Des hommes d'influence

Des hommes d'influence
Titre original:Des hommes d'influence
Réalisateur:Barry Levinson
Sortie:Cinéma
Durée:88 minutes
Date:29 avril 1998
Note:
A peine deux semaines avant l'élection présidentielle aux Etats-Unis, le chef de l'état est impliqué dans un scandale sexuel avec une majorette. Pour étouffer l'affaire et ne pas mettre la réélection du président en danger, le conseiller spécial Conrad Brean est dépêché à Washington. Dans un premier temps, ce dernier établit un écran de fumée médiatique, qui est censé détourner l'attention du scandale, sur le point d'éclater au grand jour. Mais pour tenir jusqu'au scrutin, il lui faudra employer de plus gros moyens. Il fait alors appel au producteur hollywoodien Stanley Motss, un expert des grands spectacles émotionnels, pour lui concocter l'illusion d'une guerre contre l'Albanie.

Critique de Tootpadu

Quand la réalité imite la fiction ... La place de ce film dans l'Histoire américaine est à jamais assurée, grâce à l'affaire Lewinsky, survenue juste après sa sortie, qui comporte des similitudes bluffantes avec le scénario. Mais cette satire mordante va bien plus loin qu'un pamphlet opportuniste qui aurait été au bon endroit au bon moment. C'est l'image même de l'Amérique qui est sondée, jusqu'au plus profond de son âme tourmentée. Le rapport aux médias et la capacité inépuisable de créer et de maintenir l'illusion y sont passés au crible, avec une intelligence et une clairvoyance exceptionnelles. Le constat de plus en plus prophétique qui s'en dégage met en garde contre ce monde de l'abstraction, que l'on appelerait de nos jours le virtuel, et de la crédulité envers les médias dont nous sommes prisonniers, que nous le voulons ou pas. Toutefois, l'ironie grinçante du récit garde une petite part d'admiration devant ce don de l'improvisation constante et de l'imagination débordante, qui réussit malgré toutes les embûches à préserver le mensonge du rêve américain.
Les deux forces principales derrière ce film jubilatoire sont le scénario et l'interprétation. Le style plutôt sec des scénaristes David Mamet et Hilary Henkin garde un rythme élevé, qui emporte avec lui, à la fois, la suite de plus en plus improbable des événements et la conscience de leur nature frauduleuse. Fermement enraciné du côté des marchands de sable, et en ignorant encore que la crédulité des masses apparaîtra au grand jour dans le monde réel peu de temps plus tard, le scénario dévoile les mécanismes de la manipulation avec une satisfaction ironique irrésistible.
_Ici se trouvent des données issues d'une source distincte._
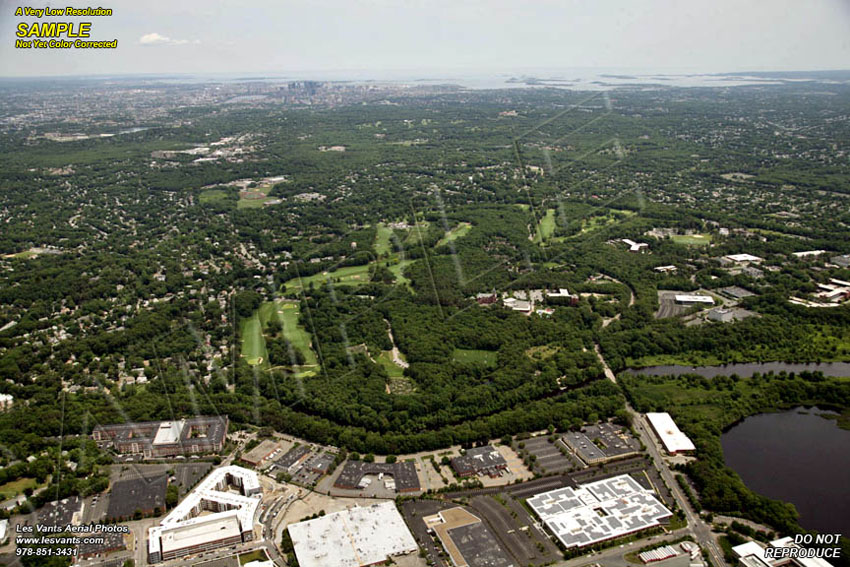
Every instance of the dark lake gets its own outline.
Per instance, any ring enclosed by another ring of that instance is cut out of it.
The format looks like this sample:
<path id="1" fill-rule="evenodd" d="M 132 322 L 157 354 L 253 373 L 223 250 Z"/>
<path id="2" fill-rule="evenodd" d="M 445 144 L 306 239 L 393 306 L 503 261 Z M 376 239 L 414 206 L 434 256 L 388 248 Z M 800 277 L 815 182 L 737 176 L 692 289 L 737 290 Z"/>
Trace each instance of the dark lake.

Et cet état des lieux grinçant sur les médias se laisse facilement extrapoler vers l'univers du cinéma, qui croit, et fait croire, encore plus volontairement aux illusions qu'il produit.
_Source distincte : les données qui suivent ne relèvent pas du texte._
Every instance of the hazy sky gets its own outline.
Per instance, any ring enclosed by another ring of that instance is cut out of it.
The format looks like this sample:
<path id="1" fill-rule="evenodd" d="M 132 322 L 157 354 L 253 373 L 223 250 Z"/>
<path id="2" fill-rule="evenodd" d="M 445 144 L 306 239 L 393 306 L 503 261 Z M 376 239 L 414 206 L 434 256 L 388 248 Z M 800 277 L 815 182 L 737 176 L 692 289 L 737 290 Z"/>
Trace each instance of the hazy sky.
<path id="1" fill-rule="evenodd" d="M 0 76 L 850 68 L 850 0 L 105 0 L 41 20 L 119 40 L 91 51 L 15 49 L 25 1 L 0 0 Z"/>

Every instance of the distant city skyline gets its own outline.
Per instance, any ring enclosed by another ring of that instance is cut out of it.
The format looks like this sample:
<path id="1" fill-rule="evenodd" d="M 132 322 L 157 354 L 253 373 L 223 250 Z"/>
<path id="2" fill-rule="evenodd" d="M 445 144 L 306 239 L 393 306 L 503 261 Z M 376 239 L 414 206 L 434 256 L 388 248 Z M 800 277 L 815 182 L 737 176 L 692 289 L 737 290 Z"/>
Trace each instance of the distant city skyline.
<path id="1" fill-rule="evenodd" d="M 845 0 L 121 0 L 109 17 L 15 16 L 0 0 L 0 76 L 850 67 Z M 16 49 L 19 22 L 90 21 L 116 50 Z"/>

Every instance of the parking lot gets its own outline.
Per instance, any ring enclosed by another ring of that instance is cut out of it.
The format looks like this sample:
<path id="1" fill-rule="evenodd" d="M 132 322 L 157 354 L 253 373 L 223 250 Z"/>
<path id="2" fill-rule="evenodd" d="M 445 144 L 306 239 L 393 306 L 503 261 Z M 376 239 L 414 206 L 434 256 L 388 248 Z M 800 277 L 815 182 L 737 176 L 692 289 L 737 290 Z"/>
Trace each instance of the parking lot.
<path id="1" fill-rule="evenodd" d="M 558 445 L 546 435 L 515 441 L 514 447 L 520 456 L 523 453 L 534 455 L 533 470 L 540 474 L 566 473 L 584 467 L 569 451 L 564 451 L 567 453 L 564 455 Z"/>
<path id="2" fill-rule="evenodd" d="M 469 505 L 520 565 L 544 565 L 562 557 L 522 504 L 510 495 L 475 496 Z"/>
Du côté de l'interprétation, le rôle le plus juteux revient à Dustin Hoffman, qui accomplit de véritables prousses avec ce personnage d'un producteur hollywoodien entièrement absorbé dans ses chimères. Le spectacle le plus réussi est celui auquel adhère même son créateur, et l'enthousiasme grandissant de Stanley Motss montre à quel point il est tentant de se prendre soi-même au jeu de l'illusion. Le fanatisme et la vanité avec lesquels il approche cette tâche difficile sont les deux piliers qui portent l'interprétation de Dustin Hoffman au sommet. En comparaison, Robert De Niro est la sobriété même. Ce qui ne veut pas dire qu'il se laisse balayer de l'écran, comme c'est hélas trop souvent le cas de Anne Heche, hystérique et fade.
Enfin, la mise en scène de Barry Levinson ne trouve pas toujours la mesure adéquate entre une photo joliment contrastée et un montage plutôt déconcertant. Pendant que le scénario avance à grands pas, la profusion de plans de remplissage (les voitures et les vues d'extérieur) laisse le film dans son ensemble sensiblement à la traîne.